Cette obligation de stock a pour objectif de sécuriser l'approvisionnement des MITM en France : elle permet notamment aux acteurs de la chaîne du médicament d'avoir plus de temps pour déterminer et mettre en oeuvre les mesures adéquates dès lors qu'une rupture se profile.

6 fois plus de ruptures en 6 ans

En 2023, l'ANSM a géré près de 5.000 signalements de ruptures de stocks et de risque de ruptures, soit 1/3 de plus qu'en 2022 et 6 fois plus qu'en 2018.
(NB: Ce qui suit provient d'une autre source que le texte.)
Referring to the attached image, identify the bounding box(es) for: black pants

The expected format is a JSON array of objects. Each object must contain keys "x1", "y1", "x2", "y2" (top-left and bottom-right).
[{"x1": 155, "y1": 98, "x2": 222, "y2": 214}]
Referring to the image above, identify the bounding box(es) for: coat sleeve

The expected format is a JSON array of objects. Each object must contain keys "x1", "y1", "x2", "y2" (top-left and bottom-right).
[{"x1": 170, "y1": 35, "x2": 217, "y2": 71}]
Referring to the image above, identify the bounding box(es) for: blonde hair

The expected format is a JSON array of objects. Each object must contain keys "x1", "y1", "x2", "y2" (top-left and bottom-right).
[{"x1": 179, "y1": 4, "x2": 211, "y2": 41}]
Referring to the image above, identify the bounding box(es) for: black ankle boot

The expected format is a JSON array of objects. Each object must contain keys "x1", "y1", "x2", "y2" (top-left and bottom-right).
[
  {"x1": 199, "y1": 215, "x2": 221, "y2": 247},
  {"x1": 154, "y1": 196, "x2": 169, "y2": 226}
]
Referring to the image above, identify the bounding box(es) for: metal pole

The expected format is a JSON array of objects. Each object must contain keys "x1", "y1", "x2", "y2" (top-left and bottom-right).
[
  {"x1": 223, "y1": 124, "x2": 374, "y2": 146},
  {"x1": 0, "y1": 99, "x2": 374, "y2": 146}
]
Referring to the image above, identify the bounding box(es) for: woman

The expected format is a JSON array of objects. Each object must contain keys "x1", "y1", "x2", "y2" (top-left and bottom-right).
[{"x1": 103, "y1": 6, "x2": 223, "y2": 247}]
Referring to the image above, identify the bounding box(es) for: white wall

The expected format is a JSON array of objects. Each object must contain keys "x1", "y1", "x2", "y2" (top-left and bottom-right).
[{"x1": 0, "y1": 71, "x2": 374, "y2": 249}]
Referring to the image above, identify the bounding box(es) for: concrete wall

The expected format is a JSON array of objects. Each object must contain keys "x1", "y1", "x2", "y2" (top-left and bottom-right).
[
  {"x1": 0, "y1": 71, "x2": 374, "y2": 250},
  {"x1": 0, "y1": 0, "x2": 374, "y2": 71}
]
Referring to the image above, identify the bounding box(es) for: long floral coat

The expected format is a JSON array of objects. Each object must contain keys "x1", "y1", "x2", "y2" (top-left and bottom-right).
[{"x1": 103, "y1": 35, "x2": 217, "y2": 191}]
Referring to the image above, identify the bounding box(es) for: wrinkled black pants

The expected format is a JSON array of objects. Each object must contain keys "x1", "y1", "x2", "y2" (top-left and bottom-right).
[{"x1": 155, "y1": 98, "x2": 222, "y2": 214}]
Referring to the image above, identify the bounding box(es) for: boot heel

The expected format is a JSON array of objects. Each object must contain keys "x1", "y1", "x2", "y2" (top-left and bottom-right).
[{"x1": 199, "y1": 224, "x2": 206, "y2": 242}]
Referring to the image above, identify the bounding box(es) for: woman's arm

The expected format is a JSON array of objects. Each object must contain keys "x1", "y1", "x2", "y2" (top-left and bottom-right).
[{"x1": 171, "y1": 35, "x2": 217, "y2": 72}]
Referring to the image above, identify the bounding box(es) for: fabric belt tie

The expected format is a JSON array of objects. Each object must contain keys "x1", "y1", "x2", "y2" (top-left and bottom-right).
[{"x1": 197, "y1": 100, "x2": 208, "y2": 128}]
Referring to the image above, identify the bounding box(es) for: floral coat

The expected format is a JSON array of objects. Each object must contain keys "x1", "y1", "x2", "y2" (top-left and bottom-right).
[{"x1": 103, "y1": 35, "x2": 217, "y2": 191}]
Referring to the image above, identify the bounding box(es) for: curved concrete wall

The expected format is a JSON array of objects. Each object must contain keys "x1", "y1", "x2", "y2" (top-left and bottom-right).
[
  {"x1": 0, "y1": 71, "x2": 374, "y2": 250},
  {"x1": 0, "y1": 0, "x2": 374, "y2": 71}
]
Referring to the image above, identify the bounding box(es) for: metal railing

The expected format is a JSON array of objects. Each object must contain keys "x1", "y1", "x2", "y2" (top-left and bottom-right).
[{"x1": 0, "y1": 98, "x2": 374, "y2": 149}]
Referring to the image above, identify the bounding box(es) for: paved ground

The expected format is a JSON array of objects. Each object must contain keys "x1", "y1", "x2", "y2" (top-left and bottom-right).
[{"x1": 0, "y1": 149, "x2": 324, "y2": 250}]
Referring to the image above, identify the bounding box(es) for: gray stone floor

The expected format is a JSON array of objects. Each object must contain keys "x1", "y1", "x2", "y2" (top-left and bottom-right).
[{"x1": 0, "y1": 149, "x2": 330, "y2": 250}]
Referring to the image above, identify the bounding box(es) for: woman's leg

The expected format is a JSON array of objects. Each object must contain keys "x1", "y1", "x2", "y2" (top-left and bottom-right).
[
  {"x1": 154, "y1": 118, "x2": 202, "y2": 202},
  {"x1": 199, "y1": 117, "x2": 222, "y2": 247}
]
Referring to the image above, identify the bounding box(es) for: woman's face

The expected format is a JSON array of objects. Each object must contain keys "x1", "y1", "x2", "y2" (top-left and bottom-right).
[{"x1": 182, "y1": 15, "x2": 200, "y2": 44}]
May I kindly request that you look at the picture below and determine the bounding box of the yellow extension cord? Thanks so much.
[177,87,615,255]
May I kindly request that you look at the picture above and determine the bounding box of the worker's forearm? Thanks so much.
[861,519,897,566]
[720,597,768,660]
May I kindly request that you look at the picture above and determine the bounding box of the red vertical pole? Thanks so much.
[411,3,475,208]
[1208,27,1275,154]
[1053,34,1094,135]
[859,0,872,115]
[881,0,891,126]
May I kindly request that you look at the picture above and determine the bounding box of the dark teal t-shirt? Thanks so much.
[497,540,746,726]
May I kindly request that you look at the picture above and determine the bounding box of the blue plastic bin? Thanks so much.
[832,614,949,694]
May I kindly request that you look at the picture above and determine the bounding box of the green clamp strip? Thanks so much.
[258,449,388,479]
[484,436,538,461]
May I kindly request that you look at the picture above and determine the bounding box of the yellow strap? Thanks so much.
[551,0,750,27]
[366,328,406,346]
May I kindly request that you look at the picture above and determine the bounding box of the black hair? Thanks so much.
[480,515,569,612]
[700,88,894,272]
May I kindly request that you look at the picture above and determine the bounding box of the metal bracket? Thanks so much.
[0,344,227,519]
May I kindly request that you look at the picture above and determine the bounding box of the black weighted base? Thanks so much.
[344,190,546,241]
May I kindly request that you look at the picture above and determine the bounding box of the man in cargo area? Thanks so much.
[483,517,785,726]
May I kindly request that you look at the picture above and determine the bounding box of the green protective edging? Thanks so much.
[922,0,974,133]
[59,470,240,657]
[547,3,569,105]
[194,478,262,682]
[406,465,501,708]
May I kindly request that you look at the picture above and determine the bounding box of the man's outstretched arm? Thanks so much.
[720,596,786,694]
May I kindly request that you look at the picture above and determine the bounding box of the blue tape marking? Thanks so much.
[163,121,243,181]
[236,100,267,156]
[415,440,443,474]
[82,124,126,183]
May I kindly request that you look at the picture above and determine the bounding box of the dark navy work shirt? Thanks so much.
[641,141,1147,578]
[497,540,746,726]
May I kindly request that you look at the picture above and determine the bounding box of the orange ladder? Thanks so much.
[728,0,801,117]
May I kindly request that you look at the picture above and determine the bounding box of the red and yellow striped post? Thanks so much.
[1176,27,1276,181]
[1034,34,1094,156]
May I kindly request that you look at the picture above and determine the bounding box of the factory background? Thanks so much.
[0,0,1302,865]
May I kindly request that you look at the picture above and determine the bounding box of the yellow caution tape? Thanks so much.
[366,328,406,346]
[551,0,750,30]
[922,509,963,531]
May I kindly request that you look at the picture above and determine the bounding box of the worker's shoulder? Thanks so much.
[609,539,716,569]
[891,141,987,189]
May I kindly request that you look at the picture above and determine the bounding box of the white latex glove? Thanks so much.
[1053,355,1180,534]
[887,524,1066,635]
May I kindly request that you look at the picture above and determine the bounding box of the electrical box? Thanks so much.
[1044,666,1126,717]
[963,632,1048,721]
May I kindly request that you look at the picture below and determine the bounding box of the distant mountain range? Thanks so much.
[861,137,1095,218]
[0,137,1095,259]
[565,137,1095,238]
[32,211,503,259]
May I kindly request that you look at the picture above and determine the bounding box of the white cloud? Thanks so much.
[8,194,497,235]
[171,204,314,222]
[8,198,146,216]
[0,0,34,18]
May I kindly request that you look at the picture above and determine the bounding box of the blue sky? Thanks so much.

Des sanctions financières sont prévues en cas de non-respect de l'obligation de constitution d'un stock de sécurité. C'est pourquoi depuis août dernier, l'Agence française annonce avoir sanctionné 11 laboratoires pharmaceutiques pour près de 8 millions d'euros. En 2023, il y avait eu 6 sanctions financières pour un montant de 560.000 euros.

"Le montant des sanctions est proportionné à la gravité des manquements constatés. Depuis le 1er octobre 2022, nos lignes directrices relatives aux sanctions financières ont été durcies. Cette mise à jour, consécutive aux nouvelles exigences portées par la loi de financement de la sécurité sociale pour 2020, a renforcé notre pouvoir de sanction vis-à-vis des laboratoires en cas de manquements à la réglementation des ruptures de stock de médicaments, dont le défaut de constitution du stock de sécurité", indique-t-elle.

"La lutte contre des pénuries relève de la responsabilité de chacun ; plus que jamais l'action collective de tous les acteurs de la chaîne pharmaceutique est indispensable dans la lutte contre la menace sur la santé publique que représentent les pénuries mondiales de médicaments", conclut l'Agence française du médicament.